C’est en tout cas ce que pense Alain, ce touriste Belge en vacances à Paris. Si à l’année il apprécie regarder les jeux télévisés, la donne change lors de la trêve estivale : “Ce ne sont que des rediffusions, des films que l’on a déjà vu 50 fois, style La Grande Vadrouille que l’on connaît par coeur”.

C’est donc là que le bât blesse. Les rediffusions foisonnent, sur certaines chaines en tout cas. Si M6 et Arte sont les chaînes qui diffusent le plus d’inédits en été, TF1 et France Télévisions sont les mauvais élèves en la matière.

Un rôle que ces deux diffuseurs assument, puisque les scores réalisés par des programmes rediffusés restent honorables.

Par exemple, TF1 diffusait un épisode de Camping Paradis, déjà diffusé auparavant. Résultat : 3 millions de téléspectateurs devant l’écran, TF1 est leader de la soirée. En comparaison, en pleine saison, c’est en moyenne un peu plus de 4 millions de personnes qui se retrouvent devant leur écran pour regarder ce programme.

Les classiques fonctionnent toujours

Le Gendarme de Saint-Tropez, La Grande Vadrouille, La 7e Compagnie…Ces films indémodables qui marchent toujours, c’est la valeur sûre de l’été selon François Ouisse, rédacteur en chef adjoint du magazine Télé Loisirs.

“Ce qui est assez intéressant c’est que l’on voit que certains soirs, quand il y a des rediffusions de films usés jusqu’à la corde, ce sont eux qui gagnent le match avec des scores d’audience tout à fait honorables. Donc pourquoi les chaînes s’ennuieraient-elles à mettre des nouveautés, alors qu’elles sont censées faire des économies l’été (...)?”

La question financière est aussi prépondérante dans ce type de sujet, tout simplement car il y a moins de pubs sur les écrans l’été.

Selon Thierry Moreau, chroniqueur et expert média chez Estelle Midi sur RMC, “l’été représente 10% du montant global des recettes publicitaires des chaînes. Uniquement la partie estivale”.

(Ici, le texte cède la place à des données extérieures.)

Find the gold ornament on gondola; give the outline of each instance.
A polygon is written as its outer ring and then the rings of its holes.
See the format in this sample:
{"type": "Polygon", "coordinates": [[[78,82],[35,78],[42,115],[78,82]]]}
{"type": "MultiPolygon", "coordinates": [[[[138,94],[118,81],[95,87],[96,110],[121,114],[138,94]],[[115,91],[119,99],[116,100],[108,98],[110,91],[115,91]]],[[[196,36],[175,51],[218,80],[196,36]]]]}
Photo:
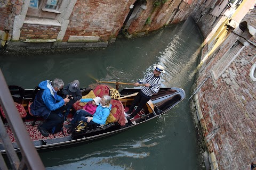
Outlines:
{"type": "Polygon", "coordinates": [[[110,97],[113,99],[119,100],[120,98],[120,95],[118,90],[111,88],[109,89],[110,91],[110,97]]]}
{"type": "Polygon", "coordinates": [[[81,121],[79,122],[79,124],[76,126],[75,130],[77,132],[81,132],[84,131],[86,126],[86,123],[84,123],[84,121],[81,121]]]}

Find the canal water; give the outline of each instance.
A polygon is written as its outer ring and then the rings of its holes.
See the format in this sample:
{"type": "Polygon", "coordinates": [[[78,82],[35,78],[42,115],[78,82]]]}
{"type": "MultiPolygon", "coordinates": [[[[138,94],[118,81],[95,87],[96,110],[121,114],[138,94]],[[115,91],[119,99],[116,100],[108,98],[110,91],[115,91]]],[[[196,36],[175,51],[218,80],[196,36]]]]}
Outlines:
{"type": "MultiPolygon", "coordinates": [[[[34,88],[45,80],[134,82],[165,68],[162,86],[183,89],[186,98],[167,114],[108,138],[39,153],[47,169],[204,169],[189,97],[203,37],[191,19],[144,37],[118,38],[103,50],[0,57],[8,84],[34,88]]],[[[121,89],[133,88],[121,86],[121,89]]]]}

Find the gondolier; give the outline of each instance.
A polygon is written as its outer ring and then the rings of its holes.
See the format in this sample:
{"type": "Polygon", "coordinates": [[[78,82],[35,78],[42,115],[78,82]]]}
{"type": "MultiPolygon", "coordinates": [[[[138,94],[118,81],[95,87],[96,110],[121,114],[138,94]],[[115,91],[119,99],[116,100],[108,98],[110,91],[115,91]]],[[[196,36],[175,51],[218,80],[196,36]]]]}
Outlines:
{"type": "Polygon", "coordinates": [[[145,84],[145,86],[141,87],[141,90],[137,94],[129,108],[129,110],[126,113],[129,115],[129,118],[131,120],[141,110],[146,103],[150,99],[151,96],[154,94],[157,94],[159,91],[161,81],[160,74],[164,73],[164,68],[161,65],[154,66],[155,69],[153,73],[148,75],[144,79],[140,80],[134,83],[138,86],[139,84],[145,84]],[[134,110],[136,105],[138,104],[137,109],[134,110]]]}

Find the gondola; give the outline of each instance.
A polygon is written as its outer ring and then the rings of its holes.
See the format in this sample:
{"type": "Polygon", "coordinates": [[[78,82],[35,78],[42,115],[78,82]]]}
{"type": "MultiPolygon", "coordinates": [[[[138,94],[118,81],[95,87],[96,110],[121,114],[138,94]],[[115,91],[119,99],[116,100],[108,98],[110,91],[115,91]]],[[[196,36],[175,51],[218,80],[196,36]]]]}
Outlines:
{"type": "MultiPolygon", "coordinates": [[[[51,134],[49,137],[44,137],[37,130],[38,125],[42,123],[44,120],[41,117],[34,117],[29,114],[29,105],[33,102],[33,98],[39,90],[38,88],[36,87],[34,89],[23,89],[16,86],[9,86],[9,87],[31,140],[35,148],[38,150],[53,148],[61,148],[78,143],[86,143],[95,140],[115,135],[166,113],[185,98],[185,92],[181,88],[161,88],[158,93],[152,96],[141,111],[133,119],[129,120],[126,118],[125,112],[127,111],[137,93],[139,91],[139,88],[126,88],[118,91],[106,84],[98,84],[93,89],[81,89],[83,98],[89,97],[90,94],[99,97],[106,94],[110,95],[112,98],[112,110],[114,112],[111,114],[115,117],[115,120],[112,120],[112,122],[108,121],[107,124],[87,130],[85,134],[80,137],[77,136],[74,137],[72,133],[68,133],[67,129],[65,127],[62,132],[51,134]],[[116,94],[114,95],[113,91],[115,91],[116,94]],[[21,109],[19,107],[23,107],[21,109]],[[21,113],[22,110],[23,113],[21,113]]],[[[72,114],[82,107],[79,103],[76,103],[73,106],[69,115],[69,117],[71,117],[72,114]]],[[[2,113],[3,111],[1,108],[0,110],[2,120],[4,122],[13,146],[15,151],[19,152],[19,147],[8,122],[4,117],[4,114],[2,113]]],[[[64,124],[67,123],[64,122],[64,124]]],[[[1,142],[0,152],[5,153],[4,144],[1,142]]]]}

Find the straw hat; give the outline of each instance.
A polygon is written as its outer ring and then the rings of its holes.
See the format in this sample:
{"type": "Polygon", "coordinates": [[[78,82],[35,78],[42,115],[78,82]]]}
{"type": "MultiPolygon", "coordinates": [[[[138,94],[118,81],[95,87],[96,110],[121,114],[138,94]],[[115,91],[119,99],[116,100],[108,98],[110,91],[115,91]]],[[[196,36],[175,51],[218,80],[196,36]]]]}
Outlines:
{"type": "Polygon", "coordinates": [[[162,73],[165,73],[165,72],[164,71],[164,68],[163,66],[162,66],[162,65],[154,65],[154,69],[155,69],[155,70],[157,70],[158,71],[159,71],[162,73]]]}

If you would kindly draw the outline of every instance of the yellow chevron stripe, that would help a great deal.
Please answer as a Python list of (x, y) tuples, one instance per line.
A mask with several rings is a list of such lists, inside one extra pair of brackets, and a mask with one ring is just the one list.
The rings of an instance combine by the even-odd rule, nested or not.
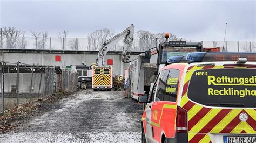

Aussi, plus important encore, “c’est moins chiffré mais plus du ressenti, un annonceur à la télévision a besoin de voir sa publicité. Et comme les annonceurs sont en vacances, et bien il y a moins de pubs à la télévision, c’est tout bête. Les investissements publicitaires l’été sont très faibles”.

L’équation est donc simple, moins de publicité à l’écran, moins d’argent dans les caisses des chaînes de télévision. Par exemple, une publicité diffusée dans l'émission d’Arthur un vendredi soir rapporte 50.000 euros brut à TF1.

Si ce même spot est diffusé en plein été, il sera vendu “seulement” pour 15 000 euros, soit trois fois moins de recettes potentielles pour le diffuseur.